Взгляд его упал на радиоприемник, висевший на стене, над головой Келани.
— Вот оно, братство-то, — проговорил тот и кивнул, не оборачиваясь, в сторону приемника. — Беда только — не работает.
— Ты хорошо говоришь на своем языке? — спросил Кабаланго.
— Конечно. Я вообще-то банту. А ты?
— Я — тоже. Но язык я почти забыл.
Келани взглянул в лицо Кабаланго и, удовлетворенный увиденным, протянул ему руку.
— Ты куришь трубку, Кабаланго?
— Нет. Я болен. Но если хочешь, кури: мне это не мешает.
— Пришли они к нам в пятнадцатом веке, а сейчас у нас — двадцатый. Так разве мы — банту, брат мой?
Кабаланго никогда не задавал себе подобного вопроса. Что же ответить, чтобы обрести полное согласие с самим собою и с этим человеком, который позволил голосу братства заснуть во чреве мертвого транзистора?
Дождь. Ветер донес до них букет влажных запахов земли. В дом стремительно вошел мужчина. И принялся тщательно вытирать ноги о груду тряпок.
— Это мой зять, Сантос.
Прежде чем поздороваться, Сантос вытер руки о свои залатанные штаны.
— Я вот говорил нашему брату Кабаланго — он проездом у нас, — что португальцы здесь уже больше четырехсот лет.
Сантос улыбнулся. Потом опустил голову и принялся с силой растирать себе грудь.
— Кабаланго — тоже банту, — продолжал старик Келани, — он приехал из Европы.

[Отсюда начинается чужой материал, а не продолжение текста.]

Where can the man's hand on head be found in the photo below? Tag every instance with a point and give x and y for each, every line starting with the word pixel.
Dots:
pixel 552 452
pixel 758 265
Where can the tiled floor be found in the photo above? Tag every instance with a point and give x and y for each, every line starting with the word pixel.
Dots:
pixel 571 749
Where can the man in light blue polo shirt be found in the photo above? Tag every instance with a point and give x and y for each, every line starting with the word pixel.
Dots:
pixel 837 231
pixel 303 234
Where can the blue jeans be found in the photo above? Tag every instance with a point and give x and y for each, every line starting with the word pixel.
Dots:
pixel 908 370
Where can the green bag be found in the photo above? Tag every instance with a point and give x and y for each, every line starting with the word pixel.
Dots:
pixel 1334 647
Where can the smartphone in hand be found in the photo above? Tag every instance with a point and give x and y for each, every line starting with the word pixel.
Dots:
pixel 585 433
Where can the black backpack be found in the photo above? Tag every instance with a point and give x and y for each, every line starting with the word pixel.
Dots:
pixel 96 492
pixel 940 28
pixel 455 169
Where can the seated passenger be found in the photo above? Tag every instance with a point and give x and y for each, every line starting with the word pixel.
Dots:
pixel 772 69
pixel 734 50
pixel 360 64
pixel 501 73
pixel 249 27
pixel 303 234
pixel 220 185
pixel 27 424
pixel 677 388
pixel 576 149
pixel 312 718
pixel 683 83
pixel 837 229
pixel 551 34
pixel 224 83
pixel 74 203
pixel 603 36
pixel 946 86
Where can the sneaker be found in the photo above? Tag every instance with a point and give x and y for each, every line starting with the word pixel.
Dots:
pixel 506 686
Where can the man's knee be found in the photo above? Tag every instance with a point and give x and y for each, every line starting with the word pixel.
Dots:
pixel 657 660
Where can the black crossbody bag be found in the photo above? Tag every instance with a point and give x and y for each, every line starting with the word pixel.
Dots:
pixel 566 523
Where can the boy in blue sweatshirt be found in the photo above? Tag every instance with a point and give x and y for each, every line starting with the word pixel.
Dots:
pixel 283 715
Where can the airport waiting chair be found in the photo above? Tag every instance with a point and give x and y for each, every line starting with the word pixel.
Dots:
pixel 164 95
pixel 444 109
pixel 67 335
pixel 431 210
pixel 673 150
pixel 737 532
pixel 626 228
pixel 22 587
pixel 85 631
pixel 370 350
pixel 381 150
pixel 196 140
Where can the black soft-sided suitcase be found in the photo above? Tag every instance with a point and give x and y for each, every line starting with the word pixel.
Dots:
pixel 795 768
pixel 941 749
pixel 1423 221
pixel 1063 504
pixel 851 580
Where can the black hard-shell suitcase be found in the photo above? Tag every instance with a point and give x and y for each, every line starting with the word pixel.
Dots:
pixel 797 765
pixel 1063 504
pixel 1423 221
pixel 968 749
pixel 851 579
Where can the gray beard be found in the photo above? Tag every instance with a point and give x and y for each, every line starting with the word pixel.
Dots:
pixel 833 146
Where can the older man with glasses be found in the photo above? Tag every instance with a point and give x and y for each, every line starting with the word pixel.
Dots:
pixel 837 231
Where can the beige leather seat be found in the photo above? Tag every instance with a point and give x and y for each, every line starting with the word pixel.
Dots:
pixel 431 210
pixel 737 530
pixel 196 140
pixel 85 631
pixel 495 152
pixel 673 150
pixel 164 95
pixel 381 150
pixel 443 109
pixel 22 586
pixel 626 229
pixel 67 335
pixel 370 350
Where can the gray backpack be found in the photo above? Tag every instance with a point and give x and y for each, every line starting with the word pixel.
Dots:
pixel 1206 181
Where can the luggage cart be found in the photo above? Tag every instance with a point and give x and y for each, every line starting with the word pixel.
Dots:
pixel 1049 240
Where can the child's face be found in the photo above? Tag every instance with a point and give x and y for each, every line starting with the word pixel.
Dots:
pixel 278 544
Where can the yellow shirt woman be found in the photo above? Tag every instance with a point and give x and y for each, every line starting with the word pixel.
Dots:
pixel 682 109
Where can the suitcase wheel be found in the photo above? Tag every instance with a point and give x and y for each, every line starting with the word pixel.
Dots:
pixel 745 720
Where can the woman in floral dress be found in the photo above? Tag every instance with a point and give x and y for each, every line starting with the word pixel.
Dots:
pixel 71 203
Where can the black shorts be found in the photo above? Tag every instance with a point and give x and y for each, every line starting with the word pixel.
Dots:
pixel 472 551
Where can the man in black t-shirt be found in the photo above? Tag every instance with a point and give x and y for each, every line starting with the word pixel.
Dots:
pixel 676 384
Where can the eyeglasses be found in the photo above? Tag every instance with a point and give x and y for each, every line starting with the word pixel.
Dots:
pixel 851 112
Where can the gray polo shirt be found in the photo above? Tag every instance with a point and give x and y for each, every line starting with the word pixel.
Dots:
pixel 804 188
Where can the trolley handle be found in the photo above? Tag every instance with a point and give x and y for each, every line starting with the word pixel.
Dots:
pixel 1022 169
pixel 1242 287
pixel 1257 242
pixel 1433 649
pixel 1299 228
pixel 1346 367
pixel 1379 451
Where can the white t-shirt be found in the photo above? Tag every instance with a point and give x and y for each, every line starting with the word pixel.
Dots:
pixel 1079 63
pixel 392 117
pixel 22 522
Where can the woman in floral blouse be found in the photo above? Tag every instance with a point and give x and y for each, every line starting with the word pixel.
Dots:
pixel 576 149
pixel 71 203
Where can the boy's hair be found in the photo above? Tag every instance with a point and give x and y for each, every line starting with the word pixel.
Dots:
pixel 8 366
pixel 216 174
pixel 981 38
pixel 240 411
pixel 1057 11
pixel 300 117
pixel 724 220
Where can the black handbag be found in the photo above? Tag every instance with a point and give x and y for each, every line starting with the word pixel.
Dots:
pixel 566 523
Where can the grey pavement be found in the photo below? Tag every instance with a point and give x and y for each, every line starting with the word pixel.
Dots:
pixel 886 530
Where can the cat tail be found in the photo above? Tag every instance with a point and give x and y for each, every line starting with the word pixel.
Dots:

Этим Келани как бы сказал: можешь его не опасаться. Кабаланго вытянул на минутку ногу и снова подогнул ее под себя. Только сейчас он заметил в углу большой застекленный шкаф, в котором громоздились стопками пиалы. На других полках — пузатые горшки, стаканы. Рядом со шкафом — огромная и очень высокая кровать, застланная пестрым ковром. Все это создавало впечатление, что живут тут люди состоятельные. Однако слева зияла пустота, еще больше сгущавшая сумерки. Кабаланго смутно различил там свернутые циновки. За стеной слышались тихие женские голоса.
Напротив сидел мужчина, готовый доверить ему, Кабаланго, — без всякой уверенности в том, что на него не донесут, — и собственную жизнь, и жизнь своего зятя. И все только потому…
— Так, значит, и ты — банту?
Только потому, что он — банту. Часто именно так он и представлял себе свою империю — большая единая семья. Даже имя у них должно быть одно, а если вдруг империя распадется, стоит лишь сказать: «Я — Кабаланго», и тотчас получишь помощь от другого Кабаланго.
— Да, банту из соседней страны, — ответил он.
Теперь они еще решат, что их беды ему безразличны. Это самое худшее, что только может случиться в его империи. Страна распадется, и подданные сбегут. Вместо того чтобы каждый, словно кусочек расколотого зеркала, отражал единую сущность. Этот образ зеркала, разбитого на кусочки, настолько овладел его сознанием, что он, к собственному изумлению, произнес одновременно с Сантосом:
— Это белые разделили нас.
Простая констатация факта? Голос его невольно вторил воинственной интонации Сантоса, и он услышал в нем эхо былой силы, которая оторвала его когда-то от родной деревни, воздвигнув перед ним вершины будущего его царства.
— Ты не забыл главного, Кабаланго, — сказал Сантос, подсаживаясь поближе к нему.
— Если бы я мог снова научиться так же удобно сидеть на земле, как вы, быть может, мне…
Послышался детский смех. И тотчас — словно подхватывая веселье — захлопали в ладоши, заглушая монотонный стук дождя по крыше. Тихо — будто зажурчал ручеек — возник дрожащий голос, долетел до них и заполнил всю хижину песней, какую часто пела ему мать, подбадривая сиротку: расти, расти, становись большим и сильным. Ему почудилось, что голос этот — как бы нить, которую разматывает память, возвращая его к единственно важному воспоминанию детства, смешанному со всеми тайнами и чарами джунглей.
— …быть может, мне еще и удастся снова стать банту, — закончил Кабаланго, когда голос умолк.
Старик Келани прислонился к стене, машинально посасывая угасшую трубку.
— Да, белые… — начал Сантос.
Остального Кабаланго не слышал. Белые. Слово это вышагивало в его мозгу, тяжело стуча башмаками по асфальту; башмаки давили все на своем пути. Не щадили ни трав, ни животных.
«В некотором царстве…» Принц Кабаланго непременно обрядил бы своих подданных в поющие туфли, и во всем царстве воцарился бы вечный праздник.